8. Non-Functional Requirements

  • Privacy: Video frames are processed in memory and not stored permanently.
  • Device Battery: Low-resolution captures (smallest picture size, quality 0.1) and throttled streaming (~7 fps) to minimize battery drain.
  • Reliability: Graceful handling of lost connections (exponential backoff), lost subjects (visibility thresholds), and stale data (session IDs + frame sequence numbers).
  • Isolation: Each WebSocket connection is fully isolated with its own pose tracker and analyzer — no cross-user state contamination.
  • Accessibility: Voice coaching provides feedback without requiring visual attention.

9. Roadmap

Phase 1: MVP ✅

  • Real-time squat analysis with 4-stage state machine.
  • Smooth skeleton overlay (60 fps interpolated) with hip trajectory.
  • Depth line guide (target vs. current position).
  • Rep counting with valid/invalid classification.
  • Per-rep form validation (depth + angle checks).
  • Workout configuration (sets, reps, countdown timer).
  • Set tracking with automatic transitions and reset.
  • Workout completion screen.
  • Live HUD metrics (angles, side detection).
  • Color-coded feedback toast (success / warning / error).
  • Robust WebSocket connection (reconnection, keepalive, session management).
  • Local network streaming from mobile to backend.

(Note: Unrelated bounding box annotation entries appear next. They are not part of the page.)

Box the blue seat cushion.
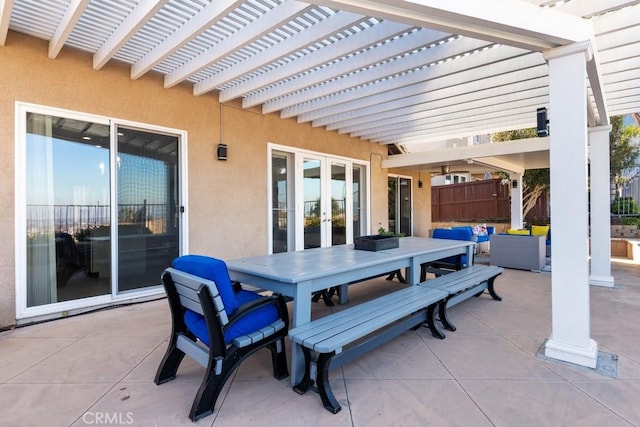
[173,255,239,316]
[184,290,280,346]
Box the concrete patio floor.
[0,263,640,427]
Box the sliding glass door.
[16,106,181,317]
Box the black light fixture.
[216,104,227,160]
[218,144,227,160]
[536,107,549,136]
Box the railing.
[27,203,176,236]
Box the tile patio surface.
[0,263,640,427]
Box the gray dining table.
[226,237,475,385]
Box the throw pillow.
[507,228,529,236]
[531,225,549,237]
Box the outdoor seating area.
[0,257,640,426]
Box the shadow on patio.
[0,263,640,426]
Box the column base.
[544,338,598,369]
[589,275,615,288]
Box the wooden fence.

Phase 2: Enhanced Intelligence ✅

  • Push-up exercise support with full form validation.
  • Voice feedback via ElevenLabs TTS.
  • Dark/Light theme with animated transitions.
  • Gemini-powered post-workout AI coaching summaries.
  • Interactive AI chat for follow-up questions.
  • Post-workout analysis screen with form scoring.
  • Workout streak tracking.
  • Particle background animation.

Phase 3: Expansion (Planned)

  • Additional exercises (Deadlift, Overhead Press, Lunge, Plank).
  • "Good/Bad" rep classification history and per-session analytics.
  • Workout history storage (local).
  • User accounts and cloud history storage.
  • Social sharing of "Perfect Form" clips.
  • Offline mode (on-device MediaPipe models for zero-latency).
  • Remote coaching mode (share session with a trainer).